Part 7 (2/2)

”Well, you won't tell my father, anyway!” said Hugh John calmly, dusting himself as well as he could.

”And why not?” asked the keeper indignantly.

”'Cause if you do, I'll tell where I saw you kissing Jane Housemaid an hour ago!”

Now this was at once a guess and an exaggeration. Hugh John had not seen all this, but he felt rather than knew that the permitted arm about Jane Housemaid's waist could have no other culmination. Also he had a vague sense that this was the most irritating thing he could say in the circ.u.mstances.

At any rate Tom Cannon fairly gasped with astonishment. A double-jointed word slipped between his teeth, which sounded like ”Hang that boy!” At last his seething thoughts found utterance.

”You young imp of Satan--it ain't true, anyway.”

”All right, you can tell my father that!” said Hugh John coolly, feeling the strength of his position.

Tom Cannon was not much frightened for himself, but he did not wish to get Jane Housemaid into any trouble, for, as he well knew, that young woman had omitted to ask for leave of absence. So he only said, ”All right, it's none of my business if you wander over every acre, and break your neck off every tree on the blame estate. But you'd better be getting home before master comes out and catches you himself! Then you'd eat strap, my lad!”

So having remade the peace, Tom escorted Hugh John back to the dog kennel with great good nature, and even gave him a leg up to the roof above the palace of Caesar.

Hugh John paused as he put one foot into the bedroom, heavy and yet homelike with the night smell of a sleeping house. Toady Lion had fallen out of bed and lay, still with his blanket wrapped round him like a martial cloak, half under his cot and half on the floor. But this he did every other night. Prissy was breathing quietly in the next room. All was safe.

Hugh John called softly down, ”Tom, Tom!”

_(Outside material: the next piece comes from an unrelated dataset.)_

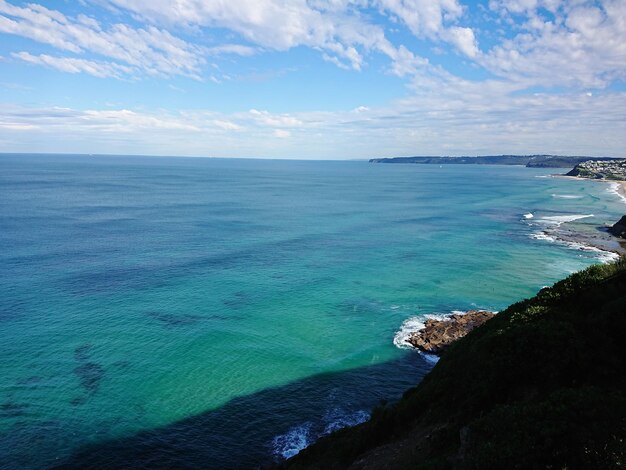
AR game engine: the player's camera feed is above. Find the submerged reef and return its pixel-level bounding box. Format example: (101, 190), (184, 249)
(407, 310), (495, 354)
(283, 258), (626, 469)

”What now?” returned the keeper, who had been spying along the top windows to distinguish a certain one dear to his heart.

”I say, Tom--I'll tell Jane Housemaid to-morrow that you're a proper brick.”

”Thank'ee, sir!” said Tom, saluting gravely and turning off across the lawn towards the ”bothy,” where among the pine woods he kept his owl-haunted bachelor quarters.

CHAPTER XII.

MOBILISATION.

Generally speaking, Hugh John despised Sammy Carter--first, because he could lick him with one hand, and, secondly, because Sammy Carter was a clever boy and could discover ways of getting even without licking him. Clever boys are all cheeky and need hammering. Besides, Sammy Carter was in love with Prissy, and every one knew what that meant.

But then Sammy Carter had a sister, Cissy by name, and she was quite a different row of beans.

Furthermore, Sammy Carter read books--a degrading pursuit, unless they had to do with soldiering, and especially with the wars of Napoleon, Hugh John's great ancestor. In addition, Sammy knew every date that was, and would put you right in a minute if you said that Bannockburn happened after Waterloo, or any little thing like that. A disposition so perverse as this could only be cured with a wicket or with Hugh John's foot, and our hero frequently applied both corrections.

But Cissy Carter--ah! now there was a girl if you like. She never troubled about such things. She could not run so fast as Prissy, but then she had a perfect colt's mane of hair, black and glossy, which flew out behind her when she did. Moreover, she habitually did what Hugh John told her, and burned much incense at his shrine, so that modest youth approved of her. It was of her he first thought when he set about organising his army for the a.s.sault upon the Black Sheds, where, like Hofer at Mantua, the gallant Donald lay in chains.

But it was written in the chronicles of Oaklands that Cissy Carter could not be allowed over the river without Sammy, so Sammy would have to be permitted to join too. Hugh John resolved that he would keep his eye very sharply upon Prissy and Sammy Carter, for the abandoned pair had been known to compose poetry in the heat of an engagement, and even to read their compositions to one another on the sly. For this misdemeanour Prissy would certainly have been court-martialled, only that her superior officer could not catch her at the time. But the wicked did not wholly escape, for Hugh John tugged her hair afterwards till she cried; whereat Janet Sheepshanks, coming suddenly upon him and cornering him, spanked him till _he_ cried. He cried solely as a measure of military necessity, because it was the readiest way of getting Janet to stop, and also because that day Janet wore a new pair of slippers, with heels upon which Hugh John had not been counting. So he cried till he got out of Janet's reach, when he put out his tongue at her and said, ”Hum-m! Thought you hurt, didn't you? Well, it just didn't a bit!”

And Sir Toady Lion, who was feeding his second-best wooden horses with wild sand-oats gathered green, remarked, ”When I have childwens I sail beat them wif a big boot and tackets in the heel.”

Which voiced with great precision Janet Sheepshanks' mood at that moment.